A sense of Nietzsche's eternal recurrence. What if I live the same life over and over again, every victory, every loss, every happy, every sad moment? What will I make of my life then? Will I rejoice or despair at the prospect?
The street vendors are still there, their devotee backpackers ranged round for chow mein and chai. At street corners, in the lanes off Sudder Street, small groups of Bengalis and backpackers trying to go native, negotiating the hash or sharing remedies for illnesses private and universal.

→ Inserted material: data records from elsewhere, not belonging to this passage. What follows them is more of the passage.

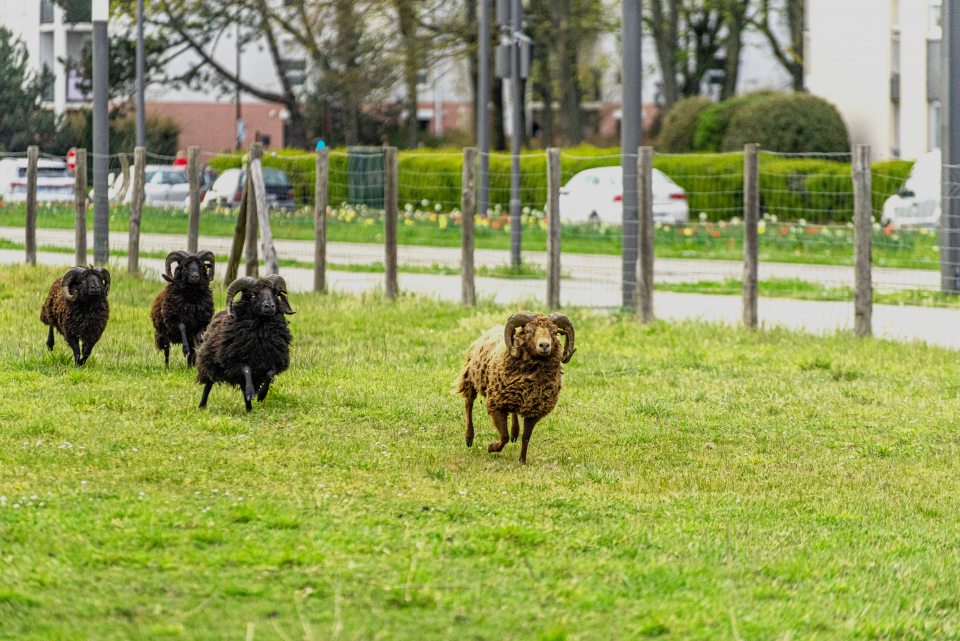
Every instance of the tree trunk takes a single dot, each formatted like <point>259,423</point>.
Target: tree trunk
<point>498,138</point>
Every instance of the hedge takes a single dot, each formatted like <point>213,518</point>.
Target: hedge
<point>816,190</point>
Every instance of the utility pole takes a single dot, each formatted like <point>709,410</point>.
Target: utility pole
<point>950,148</point>
<point>514,56</point>
<point>141,108</point>
<point>101,131</point>
<point>631,137</point>
<point>483,113</point>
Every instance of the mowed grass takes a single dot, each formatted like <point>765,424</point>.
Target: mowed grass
<point>695,482</point>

Beside us, a hand-bell clangs and a rickshaw wallah asks a hopeful "Rickshaw?" as if he has waited faithfully for my return.
After shrugging off the cab driver's obligatory demand for more money, we make for the landmark red front of the Salvation Army hostel.
The moustachioed warden in a grey safari suit assigns us two upper beds close to each other, in a dank room with a few straggling straws of light.
I clamber on board, as does mum. The structure trembles violently, its groans rousing the slumbering figure on the lower bed. Bodies persecuted by all classes of illness have slept on these beds. The holey bedsheet is testimony again to the Indian ingenuity in making things serve beyond their natural lifespan. I shift to find the best position.